La China dio la actuación de su vida.

—Mi padre me intentó violar —dijo, y rompió a llorar al mismo tiempo que con sus brazos trataba de cubrir su desnudo cuerpo y se hacía un ovillo.

Los trabajadores, a quienes se les sumaron otros hombres y mujeres cuando notaron el alboroto, inmediatamente se pusieron del lado de la hija a la cual cubrieron como pudieron.

Comenzaron a amedrentar al hombre. Sabino fue víctima del apedreo que muchos de los presentes efectuaron.

Días más tarde, el patrón del rancho ya se había recuperado lo suficiente como para dar testimonio. Convencido de su decisión, apoyó la versión de Cristina, acusando a Sabino de haberlo golpeado cuando quiso auxiliar a la pobre chica de su abusador padre.

Según Don Justo, mientras recorría su huerta, pudo oír a Cristina pidiendo auxilio y, al acudir a ver de qué se trataba, vio a Sabino tratando de abusar de su propia hija. Él, de inmediato, trató de evitarlo pero aquél lo golpeó.

Pese a ciertas incongruencias, tales como haber sido hallado desnudo, las autoridades detuvieron a Sabino. Don Justo tenía los suficientes recursos e influencias en la localidad como para hacer prevalecer su versión, así que Sabino volvió a la cárcel.

Tiempo después...

La notable inteligente mujer, conocida antiguamente con el mote de La China (mote por el que no volvería a ser llamada), hacía ondear sus largos rizos al vuelo, mientras montaba a un hombre como a potro.

A diferencia de como, hacía meses, había cabalgado sobre el fibroso cuerpo de Don Justo, esta vez no lo hacía en plena hierba, ni a campo abierto. Ahora la chica montaba en la comodidad de una cama matrimonial.

La inteligencia de Cristina la había librado de su celoso padre, y la había convertido en esposa de Don Justo, con quien se casó poco después de que aquél se divorciara de su anterior y afligida esposa.
Pese a la pena que le provocó a su, antes, querida mujer, aquél hombre no podía dejar pasar tal oportunidad. Era evidente que la joven era una mujer única, capaz de hacerle sentir joven nuevamente.

La hizo su señora esposa a pesar del pesar, no sólo de su antigua cónyuge, sino también de su único hijo. Pero aquello era cosa que Don Justo podía hacer a un lado con tal de saciar su necesidad de hombre.

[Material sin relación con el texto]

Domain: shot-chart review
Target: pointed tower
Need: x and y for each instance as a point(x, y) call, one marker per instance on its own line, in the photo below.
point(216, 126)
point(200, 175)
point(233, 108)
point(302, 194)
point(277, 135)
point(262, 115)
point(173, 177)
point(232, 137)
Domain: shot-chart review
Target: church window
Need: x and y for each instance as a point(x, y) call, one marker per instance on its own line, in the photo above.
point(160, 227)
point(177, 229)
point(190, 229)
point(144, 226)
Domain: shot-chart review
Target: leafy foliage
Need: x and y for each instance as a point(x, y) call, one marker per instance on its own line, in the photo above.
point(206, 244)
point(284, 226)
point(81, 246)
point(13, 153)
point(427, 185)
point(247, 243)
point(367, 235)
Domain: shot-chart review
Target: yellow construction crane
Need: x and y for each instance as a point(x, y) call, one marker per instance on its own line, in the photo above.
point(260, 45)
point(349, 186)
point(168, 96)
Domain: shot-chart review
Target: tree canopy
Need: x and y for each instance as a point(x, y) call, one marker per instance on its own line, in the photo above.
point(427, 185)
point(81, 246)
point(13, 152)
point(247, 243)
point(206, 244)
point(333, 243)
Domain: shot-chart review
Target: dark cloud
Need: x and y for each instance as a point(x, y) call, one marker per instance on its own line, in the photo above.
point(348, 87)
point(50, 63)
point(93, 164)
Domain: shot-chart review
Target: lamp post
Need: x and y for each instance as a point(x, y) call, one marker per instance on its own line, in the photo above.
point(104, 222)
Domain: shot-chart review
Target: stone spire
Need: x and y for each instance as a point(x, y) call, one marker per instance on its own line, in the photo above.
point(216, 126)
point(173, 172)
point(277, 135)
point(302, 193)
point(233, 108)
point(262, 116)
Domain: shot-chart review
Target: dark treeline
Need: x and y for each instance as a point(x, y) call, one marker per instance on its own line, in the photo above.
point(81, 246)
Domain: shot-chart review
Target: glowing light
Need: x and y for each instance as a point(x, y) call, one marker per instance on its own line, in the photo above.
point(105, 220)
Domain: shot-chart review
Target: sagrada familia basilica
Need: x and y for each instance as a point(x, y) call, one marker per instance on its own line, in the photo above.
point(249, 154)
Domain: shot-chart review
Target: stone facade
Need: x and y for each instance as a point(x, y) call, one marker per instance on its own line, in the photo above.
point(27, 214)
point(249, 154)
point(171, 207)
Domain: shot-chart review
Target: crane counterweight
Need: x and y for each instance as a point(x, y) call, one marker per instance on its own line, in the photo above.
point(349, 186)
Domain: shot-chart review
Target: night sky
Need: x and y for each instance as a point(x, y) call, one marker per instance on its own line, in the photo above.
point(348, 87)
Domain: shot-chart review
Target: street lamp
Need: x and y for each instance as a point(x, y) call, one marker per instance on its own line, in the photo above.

Fue así como, Cristina Rodríguez, se convirtió en toda una dama, una Señora. La dueña de aquel rancho que la hacía sentir como una reina. Sólo que en vez de trono tenía una cama, pero no por eso menos simbólica y lujosamente decorada.

Ahora, mientras Don Justo monta sobre su caballo azabache conocido por “el Prieto”, dando órdenes a sus trabajadores, Doña Cristina (como ahora es llamada) hace lo propio sobre ese joven macho. Ella monta a Daniel, hijo único de aquél, dirigiéndolo para que se la coja mejor que su padre. Ella guía la cópula tan bien como su esposo dirige su rancho, pues es una hembra de sangre caliente.